I looked at Dana, then at the snow piling up outside. The fourth generation was coming. New babies were on the way. Tate and Rachel were getting married. If I didn’t break the cycle now, the avalanche would bury them, too.

When I got home, the house was quiet. Sam was sprawled on the black leather Eames chair and ottoman, feet up, eyes closed. He looked exhausted, the lines around his eyes deep shadows in the dim light.

“Do you think your parents deserve an invitation?” I asked.

He didn’t open his eyes. “I don’t know. They’re his grandparents. But the thought of them sitting there, smiling like everything is fine… it makes me sick.”

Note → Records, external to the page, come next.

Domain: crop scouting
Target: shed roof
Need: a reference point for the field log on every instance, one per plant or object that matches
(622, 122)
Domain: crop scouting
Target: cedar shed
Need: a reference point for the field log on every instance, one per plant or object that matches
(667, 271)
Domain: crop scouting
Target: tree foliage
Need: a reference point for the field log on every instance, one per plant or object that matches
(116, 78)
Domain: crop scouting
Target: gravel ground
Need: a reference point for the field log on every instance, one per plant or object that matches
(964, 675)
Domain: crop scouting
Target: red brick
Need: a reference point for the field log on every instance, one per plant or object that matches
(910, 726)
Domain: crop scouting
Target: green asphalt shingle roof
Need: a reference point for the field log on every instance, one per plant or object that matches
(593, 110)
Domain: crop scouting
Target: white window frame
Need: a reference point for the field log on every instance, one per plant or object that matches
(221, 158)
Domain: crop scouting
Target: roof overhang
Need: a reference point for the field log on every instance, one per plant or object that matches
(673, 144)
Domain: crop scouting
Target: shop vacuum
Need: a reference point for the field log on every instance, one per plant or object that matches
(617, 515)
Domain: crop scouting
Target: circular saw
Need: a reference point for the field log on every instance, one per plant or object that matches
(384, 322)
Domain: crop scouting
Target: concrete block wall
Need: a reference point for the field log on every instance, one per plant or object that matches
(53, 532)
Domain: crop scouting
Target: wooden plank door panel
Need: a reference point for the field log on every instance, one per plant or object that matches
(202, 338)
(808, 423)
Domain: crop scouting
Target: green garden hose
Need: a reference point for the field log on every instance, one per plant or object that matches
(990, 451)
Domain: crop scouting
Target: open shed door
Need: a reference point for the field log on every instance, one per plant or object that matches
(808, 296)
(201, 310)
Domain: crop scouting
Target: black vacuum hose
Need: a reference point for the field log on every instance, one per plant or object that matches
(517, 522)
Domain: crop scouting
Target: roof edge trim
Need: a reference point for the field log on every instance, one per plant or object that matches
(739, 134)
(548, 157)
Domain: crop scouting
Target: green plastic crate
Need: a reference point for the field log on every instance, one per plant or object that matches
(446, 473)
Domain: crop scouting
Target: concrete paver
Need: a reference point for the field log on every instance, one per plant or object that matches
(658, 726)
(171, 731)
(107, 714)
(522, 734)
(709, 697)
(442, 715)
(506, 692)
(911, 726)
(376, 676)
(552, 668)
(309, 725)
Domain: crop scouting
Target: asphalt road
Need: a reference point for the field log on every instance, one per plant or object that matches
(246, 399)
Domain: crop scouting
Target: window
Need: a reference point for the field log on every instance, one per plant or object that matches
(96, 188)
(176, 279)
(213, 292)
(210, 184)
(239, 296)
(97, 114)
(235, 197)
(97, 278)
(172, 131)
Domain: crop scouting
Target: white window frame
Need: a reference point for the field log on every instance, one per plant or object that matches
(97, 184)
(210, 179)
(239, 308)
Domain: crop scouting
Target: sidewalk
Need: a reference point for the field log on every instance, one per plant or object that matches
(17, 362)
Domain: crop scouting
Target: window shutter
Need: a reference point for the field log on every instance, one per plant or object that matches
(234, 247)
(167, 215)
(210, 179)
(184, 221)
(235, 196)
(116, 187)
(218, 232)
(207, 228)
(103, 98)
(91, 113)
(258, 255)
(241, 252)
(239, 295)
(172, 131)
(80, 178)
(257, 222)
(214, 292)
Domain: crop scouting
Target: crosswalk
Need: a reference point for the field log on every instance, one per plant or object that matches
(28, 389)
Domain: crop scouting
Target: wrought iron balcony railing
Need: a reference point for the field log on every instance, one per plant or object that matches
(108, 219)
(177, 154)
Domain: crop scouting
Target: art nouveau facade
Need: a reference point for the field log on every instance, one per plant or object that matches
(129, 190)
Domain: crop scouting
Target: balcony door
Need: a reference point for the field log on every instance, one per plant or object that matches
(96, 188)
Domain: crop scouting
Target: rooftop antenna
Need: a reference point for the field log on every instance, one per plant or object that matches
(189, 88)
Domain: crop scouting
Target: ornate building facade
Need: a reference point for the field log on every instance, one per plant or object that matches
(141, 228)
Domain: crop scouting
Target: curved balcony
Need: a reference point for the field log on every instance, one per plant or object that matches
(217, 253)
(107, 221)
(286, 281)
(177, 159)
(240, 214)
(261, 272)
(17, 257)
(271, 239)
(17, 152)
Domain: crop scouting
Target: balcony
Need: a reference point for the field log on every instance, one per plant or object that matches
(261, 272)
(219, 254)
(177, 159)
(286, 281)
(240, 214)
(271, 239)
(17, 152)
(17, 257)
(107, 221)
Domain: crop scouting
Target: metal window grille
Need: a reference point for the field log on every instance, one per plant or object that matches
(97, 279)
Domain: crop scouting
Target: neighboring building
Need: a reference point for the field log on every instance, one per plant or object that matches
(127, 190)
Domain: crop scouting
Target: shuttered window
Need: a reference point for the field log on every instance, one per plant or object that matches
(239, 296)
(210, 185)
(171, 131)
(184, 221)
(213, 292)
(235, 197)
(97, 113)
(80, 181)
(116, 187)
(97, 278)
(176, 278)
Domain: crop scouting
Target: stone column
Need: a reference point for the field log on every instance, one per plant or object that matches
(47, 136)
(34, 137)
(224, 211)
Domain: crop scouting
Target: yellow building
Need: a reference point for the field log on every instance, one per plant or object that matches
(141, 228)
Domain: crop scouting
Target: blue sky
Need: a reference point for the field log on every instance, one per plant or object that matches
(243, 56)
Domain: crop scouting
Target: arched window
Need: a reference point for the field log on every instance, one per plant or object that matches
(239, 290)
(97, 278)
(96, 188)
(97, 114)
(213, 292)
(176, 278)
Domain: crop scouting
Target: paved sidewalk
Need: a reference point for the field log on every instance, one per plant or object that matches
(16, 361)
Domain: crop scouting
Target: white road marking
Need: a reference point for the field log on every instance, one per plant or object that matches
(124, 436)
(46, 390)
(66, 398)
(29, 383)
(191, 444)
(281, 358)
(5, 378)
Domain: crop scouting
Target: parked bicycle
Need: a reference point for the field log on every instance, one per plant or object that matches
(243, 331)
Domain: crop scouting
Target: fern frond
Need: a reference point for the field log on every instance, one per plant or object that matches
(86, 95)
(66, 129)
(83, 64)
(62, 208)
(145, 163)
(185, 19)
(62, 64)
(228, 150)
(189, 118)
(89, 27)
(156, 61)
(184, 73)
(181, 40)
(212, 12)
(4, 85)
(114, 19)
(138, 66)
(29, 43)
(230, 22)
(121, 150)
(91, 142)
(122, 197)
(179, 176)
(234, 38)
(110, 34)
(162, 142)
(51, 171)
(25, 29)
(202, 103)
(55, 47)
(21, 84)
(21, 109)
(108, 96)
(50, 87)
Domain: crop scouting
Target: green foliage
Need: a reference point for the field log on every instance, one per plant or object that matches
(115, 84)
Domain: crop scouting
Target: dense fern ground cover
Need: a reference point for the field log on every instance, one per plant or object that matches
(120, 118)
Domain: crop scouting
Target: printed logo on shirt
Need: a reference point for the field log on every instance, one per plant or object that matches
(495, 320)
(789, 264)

Anger flared in my chest—hot and sudden.

“If they can’t come to the table for a single honest conversation,” I said, my voice rising, “if they can’t take one ounce of accountability for years of hell, why do they get the privilege of the front row? Why are we even hesitating?”

Sam opened his eyes. He let out a long, ragged exhale. “It still hurts, Tara. I keep hoping… I hope they realize what they’ve done. I have to try one last time.”

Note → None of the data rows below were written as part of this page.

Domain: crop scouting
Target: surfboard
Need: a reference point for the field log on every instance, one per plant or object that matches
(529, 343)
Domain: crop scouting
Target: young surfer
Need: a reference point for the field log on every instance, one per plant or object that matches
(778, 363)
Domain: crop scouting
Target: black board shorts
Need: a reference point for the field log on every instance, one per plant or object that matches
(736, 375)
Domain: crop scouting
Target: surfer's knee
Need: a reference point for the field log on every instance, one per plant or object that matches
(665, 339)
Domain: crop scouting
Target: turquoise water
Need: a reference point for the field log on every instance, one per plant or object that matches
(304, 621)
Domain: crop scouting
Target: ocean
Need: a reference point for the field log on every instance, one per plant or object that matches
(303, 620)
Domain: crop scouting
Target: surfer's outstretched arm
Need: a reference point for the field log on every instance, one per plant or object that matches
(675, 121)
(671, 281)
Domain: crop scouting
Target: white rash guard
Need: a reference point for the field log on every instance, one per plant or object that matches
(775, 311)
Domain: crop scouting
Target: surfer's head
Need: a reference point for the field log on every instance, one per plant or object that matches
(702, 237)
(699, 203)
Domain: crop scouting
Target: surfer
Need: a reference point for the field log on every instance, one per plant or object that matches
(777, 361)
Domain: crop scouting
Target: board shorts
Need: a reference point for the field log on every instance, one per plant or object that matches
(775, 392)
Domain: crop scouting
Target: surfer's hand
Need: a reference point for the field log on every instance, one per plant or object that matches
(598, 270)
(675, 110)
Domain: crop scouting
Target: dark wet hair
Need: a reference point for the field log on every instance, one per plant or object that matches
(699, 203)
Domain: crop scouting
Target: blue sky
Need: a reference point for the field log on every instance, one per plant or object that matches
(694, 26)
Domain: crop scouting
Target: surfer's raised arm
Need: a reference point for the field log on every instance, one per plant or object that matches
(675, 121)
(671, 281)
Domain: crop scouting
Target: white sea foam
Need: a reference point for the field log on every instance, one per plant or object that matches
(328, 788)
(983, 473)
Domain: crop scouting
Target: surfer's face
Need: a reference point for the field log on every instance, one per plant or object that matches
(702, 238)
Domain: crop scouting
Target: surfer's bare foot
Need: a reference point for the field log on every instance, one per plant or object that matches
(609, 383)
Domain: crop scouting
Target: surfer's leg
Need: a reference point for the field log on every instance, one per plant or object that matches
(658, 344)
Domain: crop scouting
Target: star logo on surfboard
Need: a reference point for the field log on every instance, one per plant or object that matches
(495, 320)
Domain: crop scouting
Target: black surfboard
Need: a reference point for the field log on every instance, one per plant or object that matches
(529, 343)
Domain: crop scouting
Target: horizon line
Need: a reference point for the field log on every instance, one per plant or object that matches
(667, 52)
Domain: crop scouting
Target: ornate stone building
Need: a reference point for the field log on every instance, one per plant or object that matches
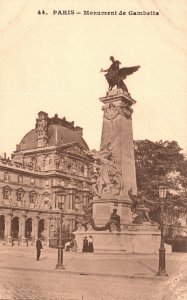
(49, 162)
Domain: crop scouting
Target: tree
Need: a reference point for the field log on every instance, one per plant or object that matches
(160, 163)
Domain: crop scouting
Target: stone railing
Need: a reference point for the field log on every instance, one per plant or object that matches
(140, 227)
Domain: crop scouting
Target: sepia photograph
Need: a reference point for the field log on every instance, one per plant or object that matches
(93, 150)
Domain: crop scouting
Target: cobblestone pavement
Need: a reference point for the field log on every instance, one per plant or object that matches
(87, 277)
(15, 284)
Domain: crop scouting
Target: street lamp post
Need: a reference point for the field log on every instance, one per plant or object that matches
(162, 250)
(60, 243)
(76, 209)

I wanted to scream. I wanted to shake him. Instead, I turned away and watched as he reached for his iPad.

He typed in silence, the soft tap-tap-tap on the screen the only sound in the room. When he finished, he turned the tablet toward me.

Mom and Dad,

It’s mid-February 2025. I am no longer waiting. My boundaries are as follows:

Mark will work with me on generational planning and succession without your interference. Professional advisors, not family dynamics, will dictate this process.

Tate’s salary must be adjusted to reflect his engineering work over the last two years. The disparity is unacceptable.

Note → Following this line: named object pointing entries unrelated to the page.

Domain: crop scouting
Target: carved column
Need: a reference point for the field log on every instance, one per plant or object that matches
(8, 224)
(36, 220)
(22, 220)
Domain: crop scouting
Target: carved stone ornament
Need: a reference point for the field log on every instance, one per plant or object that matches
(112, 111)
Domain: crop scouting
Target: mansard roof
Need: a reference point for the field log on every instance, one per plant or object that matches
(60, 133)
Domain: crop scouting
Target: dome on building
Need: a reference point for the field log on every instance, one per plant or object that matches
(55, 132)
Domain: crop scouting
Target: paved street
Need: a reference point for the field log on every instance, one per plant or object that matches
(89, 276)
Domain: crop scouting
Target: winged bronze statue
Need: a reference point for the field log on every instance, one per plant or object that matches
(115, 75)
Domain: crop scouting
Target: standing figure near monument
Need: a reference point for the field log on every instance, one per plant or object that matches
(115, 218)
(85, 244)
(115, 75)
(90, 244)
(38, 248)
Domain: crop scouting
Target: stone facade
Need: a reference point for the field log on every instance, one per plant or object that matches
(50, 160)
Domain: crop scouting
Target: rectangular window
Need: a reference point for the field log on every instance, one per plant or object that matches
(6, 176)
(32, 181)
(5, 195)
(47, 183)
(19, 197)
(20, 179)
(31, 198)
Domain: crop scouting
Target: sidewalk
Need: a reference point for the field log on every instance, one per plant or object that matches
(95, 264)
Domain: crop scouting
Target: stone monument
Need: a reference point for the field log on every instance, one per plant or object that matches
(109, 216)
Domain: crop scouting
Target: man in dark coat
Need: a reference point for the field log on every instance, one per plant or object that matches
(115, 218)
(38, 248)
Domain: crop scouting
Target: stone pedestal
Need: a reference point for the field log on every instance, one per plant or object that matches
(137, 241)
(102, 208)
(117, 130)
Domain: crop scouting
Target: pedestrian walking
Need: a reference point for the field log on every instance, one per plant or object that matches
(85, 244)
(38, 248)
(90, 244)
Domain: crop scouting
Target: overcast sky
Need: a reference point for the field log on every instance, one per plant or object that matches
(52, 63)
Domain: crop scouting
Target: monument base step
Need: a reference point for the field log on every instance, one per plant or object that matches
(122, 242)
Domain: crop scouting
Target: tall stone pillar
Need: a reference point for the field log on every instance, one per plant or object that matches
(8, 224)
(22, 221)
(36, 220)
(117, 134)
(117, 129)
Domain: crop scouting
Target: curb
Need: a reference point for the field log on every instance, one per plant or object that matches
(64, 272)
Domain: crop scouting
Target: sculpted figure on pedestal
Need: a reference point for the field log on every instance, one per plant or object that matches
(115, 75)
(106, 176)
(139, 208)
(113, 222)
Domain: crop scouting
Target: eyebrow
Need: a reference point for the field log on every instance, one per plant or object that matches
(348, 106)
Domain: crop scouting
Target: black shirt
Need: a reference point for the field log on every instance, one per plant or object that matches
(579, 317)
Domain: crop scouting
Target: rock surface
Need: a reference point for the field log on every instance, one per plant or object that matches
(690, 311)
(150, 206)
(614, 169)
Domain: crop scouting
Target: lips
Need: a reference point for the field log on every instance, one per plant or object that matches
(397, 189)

In 2010, I was financially punished for trying to establish healthy boundaries. That cycle ends now. I will bring in my attorney if we don’t repair these grievances.

Tate and Rachel’s save-the-date cards are ready. However, without action and actual resolution, there will be no formal invitation. Your presence at his wedding is a privilege, not a guarantee.

You have hurt my family. You have hurt me. And I refuse to allow this cycle to continue.

Healthy systems listen and repair. The choice is yours.

Sam

Sam stared at the screen. His thumb hovered over the send button. His knuckle turned white. This wasn’t just an email; it was a severance of the hope he had clung to for decades.

He pressed it. Sent.

He gripped the iPad, knuckles straining, staring at the blank space where the message had been. The silence stretched, heavy and suffocating.

Chime.

We both jumped.

Sam’s phone lit up on the cushion beside him. He looked at the text, then at me.

For the first time in years, his father was responding.

It wasn’t a resolution. But as Sam reached for the phone, I felt a shift in the air. We were no longer the ones waiting in the hallway, hoping to be let in.

I exhaled, a long, deep release. I didn’t know what was about to be said, but for the first time, I knew we didn’t need their permission to survive it.